Dining at Meadow Brook
Meadow Brook Hall is an incredible setting for dining and gathering. Learn more about the beautiful Christopher Wren Dining Room and the Breakfast Room.
The elegant dining room is fashioned in the Georgian style of architect Sir Christopher Wren, who worked in England in the 17th century.
The design of this room is inspired by Wren’s Belton House in Lincolnshire, England (completed in 1688). Meadow Brook Hall architect William E. Kapp of Smith, Hinchman & Grylls was so inspired by the magnificence of the ceiling in the chapel of Belton House that it was adapted for the ceiling of the Wilson dining room.
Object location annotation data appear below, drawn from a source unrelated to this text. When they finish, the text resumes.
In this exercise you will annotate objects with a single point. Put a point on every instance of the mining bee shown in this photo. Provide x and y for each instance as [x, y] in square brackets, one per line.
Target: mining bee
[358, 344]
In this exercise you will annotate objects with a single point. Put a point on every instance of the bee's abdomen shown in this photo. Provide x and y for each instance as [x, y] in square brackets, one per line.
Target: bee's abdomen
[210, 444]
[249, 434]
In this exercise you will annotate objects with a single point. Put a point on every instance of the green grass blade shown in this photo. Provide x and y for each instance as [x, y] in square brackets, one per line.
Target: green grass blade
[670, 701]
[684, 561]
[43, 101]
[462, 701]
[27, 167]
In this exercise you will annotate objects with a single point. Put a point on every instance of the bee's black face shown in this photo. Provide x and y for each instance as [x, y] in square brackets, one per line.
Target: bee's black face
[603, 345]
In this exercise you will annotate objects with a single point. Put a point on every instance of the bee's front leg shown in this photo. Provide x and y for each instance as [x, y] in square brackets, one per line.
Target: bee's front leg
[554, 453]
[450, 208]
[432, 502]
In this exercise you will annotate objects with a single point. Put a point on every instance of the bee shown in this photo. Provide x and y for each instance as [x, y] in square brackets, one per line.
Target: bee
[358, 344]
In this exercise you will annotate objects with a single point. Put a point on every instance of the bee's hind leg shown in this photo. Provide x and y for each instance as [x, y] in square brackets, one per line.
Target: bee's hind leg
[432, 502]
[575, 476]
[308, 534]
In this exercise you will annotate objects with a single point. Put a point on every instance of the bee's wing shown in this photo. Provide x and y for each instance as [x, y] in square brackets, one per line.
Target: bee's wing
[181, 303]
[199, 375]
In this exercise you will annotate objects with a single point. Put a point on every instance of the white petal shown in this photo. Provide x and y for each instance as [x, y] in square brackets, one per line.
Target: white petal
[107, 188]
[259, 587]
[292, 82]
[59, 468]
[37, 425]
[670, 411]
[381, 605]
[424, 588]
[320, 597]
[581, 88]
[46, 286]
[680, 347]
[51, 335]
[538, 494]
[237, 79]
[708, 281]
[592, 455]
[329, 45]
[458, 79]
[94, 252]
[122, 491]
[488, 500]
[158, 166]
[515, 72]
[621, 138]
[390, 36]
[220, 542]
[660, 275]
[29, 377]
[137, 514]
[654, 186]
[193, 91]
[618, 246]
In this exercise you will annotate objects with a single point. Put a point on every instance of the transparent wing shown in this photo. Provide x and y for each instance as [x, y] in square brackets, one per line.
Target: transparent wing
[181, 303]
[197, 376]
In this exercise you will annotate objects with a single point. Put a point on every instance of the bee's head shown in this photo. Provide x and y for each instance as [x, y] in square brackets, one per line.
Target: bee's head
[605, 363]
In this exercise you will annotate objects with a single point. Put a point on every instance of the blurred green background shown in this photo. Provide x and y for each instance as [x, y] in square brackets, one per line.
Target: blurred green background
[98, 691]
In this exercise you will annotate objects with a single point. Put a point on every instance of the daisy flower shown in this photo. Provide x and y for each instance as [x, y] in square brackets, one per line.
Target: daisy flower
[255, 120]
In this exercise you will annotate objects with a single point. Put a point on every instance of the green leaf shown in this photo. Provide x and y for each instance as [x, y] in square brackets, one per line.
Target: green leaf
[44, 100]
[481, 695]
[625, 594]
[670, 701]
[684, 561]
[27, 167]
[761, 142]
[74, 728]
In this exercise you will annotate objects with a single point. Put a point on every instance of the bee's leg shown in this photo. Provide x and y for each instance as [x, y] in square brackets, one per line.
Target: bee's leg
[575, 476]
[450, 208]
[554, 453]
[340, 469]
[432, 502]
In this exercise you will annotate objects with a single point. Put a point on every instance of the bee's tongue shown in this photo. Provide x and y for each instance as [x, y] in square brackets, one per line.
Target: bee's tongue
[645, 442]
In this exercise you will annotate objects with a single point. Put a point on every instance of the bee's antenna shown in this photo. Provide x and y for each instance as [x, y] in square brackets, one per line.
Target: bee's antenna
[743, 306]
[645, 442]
The simplicity of the walnut-paneled walls contrasts with the elaborately carved plaster ceiling which required artisans six months to complete under the direction of gifted Detroit architectural sculptor Corrado J. Parducci. The result of this monumental project is a ceiling of great magnificence.
Matilda Wilson asked that the house fit a family of four, serve dinners for forty and entertain a guest list of 250.
Though the dining room table appears small for the room, a dedicated closet holds table leaves to extend it from chandelier to chandelier, easily seating 40 guests for dinner.
When not entertaining, the family sat at the oval table. You may see the room set with multiple small tables for an event: the grand dining table is not conducive for conversation and the Wilsons preferred to seat guests this way. Like many of the Wilsons great ideas, this is a practice we continue to this day.
Large portraits of Matilda and Alfred Wilson by society painter Louis Betts add to the elegant nature of the room.
Coming from the formal dining room, the delicate lines and tints of the Breakfast Room flow almost imperceptibly into the open view of the east gardens, creating a tiny haven of serenity, even on the busiest of days.
Intimate and charming with its small scale and warm colors, the octagonal room was decorated in the Chinoiserie style, a European invention which drew upon primarily Chinese and Japanese motifs.
French doors open onto the Breakfast Garden with its path to the Pegasus Fountain and the Rose Garden.
The family ate breakfast together in this room every day at 7:20 a.m. Matilda once remarked that this was her favorite time of day.